American River is a town in the Australian state of South Australia located on the western shore of Eastern Cove on Kangaroo Island.

== History ==
The area now known as American River was first visited by Europeans in 1802 when Matthew Flinders landed to survey this part of Kangaroo Island. In 1803, a group of American sealers camped for four months in the area. They arrived on the brig and built their own 35 ton schooner Independence from local timber. The town takes its name from this time. A memorial plaque and accompanying anchor (recovered in 1969) from an early American whaling vessel is dedicated to Unions crew.

Frank Potts was the first official settler in 1842, before moving to the mainland and establishing the Bleasdale vineyard and winery at Langhorne Creek. John Buick, a professional boat builder, built the first house in the town in 1844. It was fashioned out of local stone, pug and sput timber and remained standing until 1985.

A fish canning factory existed for a few years from the late 1890s, remnants of which may still be found on the shore north of the town proper. Gypsum was mined at Flour Cask Bay, later at Pelican Lagoon and trucked to nearby Ballast Head, from 1956 until 1986.

Until the 1980s, the town was serviced regularly by the ketches Falie, Nelcebee (last service 15 April 1982) and Ulonga, operated by R. Fricker & Co. Consequently, for some time after the cessation of this service, the wharf area for some time was a redundant commercial facility; this resulted in the removal of several buildings and fuel facilities.

==Tourism==
The town looks out over Pelican Lagoon, which is a popular place for birdwatching, kayaking and boating, though fishing within the lagoon is prohibited.

===Ryberg House===
Nils Ryberg, a Swedish born immigrant, settled at American River in 1884, and ten years later built the original "Ryberg House" on the site of the present Kangaroo Island Lodge, exclusively for tourist accommodation.
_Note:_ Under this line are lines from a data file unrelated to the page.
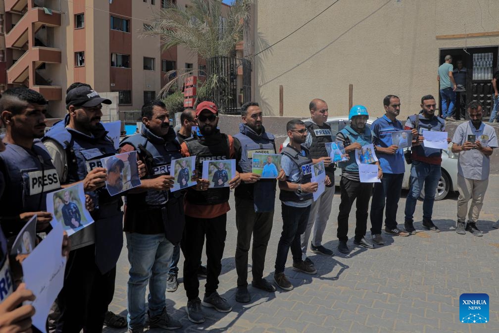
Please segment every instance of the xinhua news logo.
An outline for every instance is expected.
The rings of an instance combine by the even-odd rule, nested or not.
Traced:
[[[459,297],[459,318],[465,324],[489,322],[489,295],[462,294]]]

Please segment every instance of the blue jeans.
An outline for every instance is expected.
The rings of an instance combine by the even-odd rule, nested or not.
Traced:
[[[414,211],[418,198],[425,186],[425,199],[423,202],[423,220],[430,221],[433,212],[437,186],[442,174],[440,166],[419,161],[413,161],[411,167],[411,185],[406,200],[405,220],[413,222]]]
[[[454,104],[456,104],[456,91],[451,87],[441,89],[440,98],[442,99],[442,117],[445,119],[448,116],[451,115],[454,108]]]
[[[380,235],[383,226],[383,212],[386,204],[385,226],[392,230],[397,228],[397,210],[404,174],[384,173],[381,183],[374,183],[371,202],[371,234]]]
[[[130,267],[128,279],[128,328],[143,326],[146,321],[146,287],[149,315],[159,316],[166,306],[165,294],[173,244],[164,234],[143,235],[126,233]]]
[[[499,110],[499,96],[496,98],[495,95],[493,96],[494,100],[494,106],[492,108],[492,112],[491,112],[491,119],[489,121],[492,121],[497,118],[498,111]]]
[[[301,261],[300,238],[305,231],[310,213],[310,205],[306,207],[293,207],[281,203],[282,232],[277,244],[277,254],[275,257],[276,273],[284,272],[290,249],[293,255],[293,261]]]

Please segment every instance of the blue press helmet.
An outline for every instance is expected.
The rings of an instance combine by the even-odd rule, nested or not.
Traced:
[[[354,105],[350,109],[350,113],[348,113],[348,120],[351,120],[352,118],[355,116],[369,116],[369,114],[367,113],[367,109],[364,105]]]

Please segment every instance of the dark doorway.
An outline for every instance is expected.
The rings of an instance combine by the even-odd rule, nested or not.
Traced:
[[[484,117],[490,116],[493,106],[494,91],[492,87],[492,75],[498,68],[498,46],[468,48],[467,53],[463,48],[440,50],[439,65],[445,61],[448,54],[452,56],[452,64],[456,69],[458,60],[462,60],[466,68],[466,91],[464,100],[460,100],[459,93],[456,96],[456,112],[459,111],[460,101],[466,104],[476,100],[484,105]],[[439,105],[442,110],[442,100],[439,94]],[[467,117],[466,113],[461,116]]]

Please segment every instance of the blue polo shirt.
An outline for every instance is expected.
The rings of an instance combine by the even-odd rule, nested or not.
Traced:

Ryberg added to his lodge over several years, before selling to John and Valerie Linnett in 1913. Ryberg House was completely rebuilt in 1928, and remains today. Fishing trips were an integral part of the business, with three boats, Warrigal, Linnette and Linnette 2 comprising the fleet which operated until 1985.

The business was operated until John Linnett's death in 1955, after which time his four sons, Keith, Lionel, Leon and Gordon continued under the name of Linnetts Pleasure Resort. Leon Linnett assumed sole proprietorship in 1971, expanding the resort with the erection of several new wings and refurbishing the reception, administration and restaurant areas in 1980, when the resort became known as Linnetts Island Club. Leon Linnett sold the property in the late 1990s to an Adelaide-based consortium that trades under the name Kangaroo Island Lodge.

== Facilities ==

The town supports a Country Fire Service brigade and South Australian Ambulance Service depot. An active sports and community association maintains a focal point for weekly meals and community awareness, whilst an annual fishing competition, normally held at Easter, is popular. There is a small store and post office, providing most postal services (limited banking) on Buick Drive. There is also a small cafe and gift shop located at the wharf which is open from 10.00am to 3.00pm daily.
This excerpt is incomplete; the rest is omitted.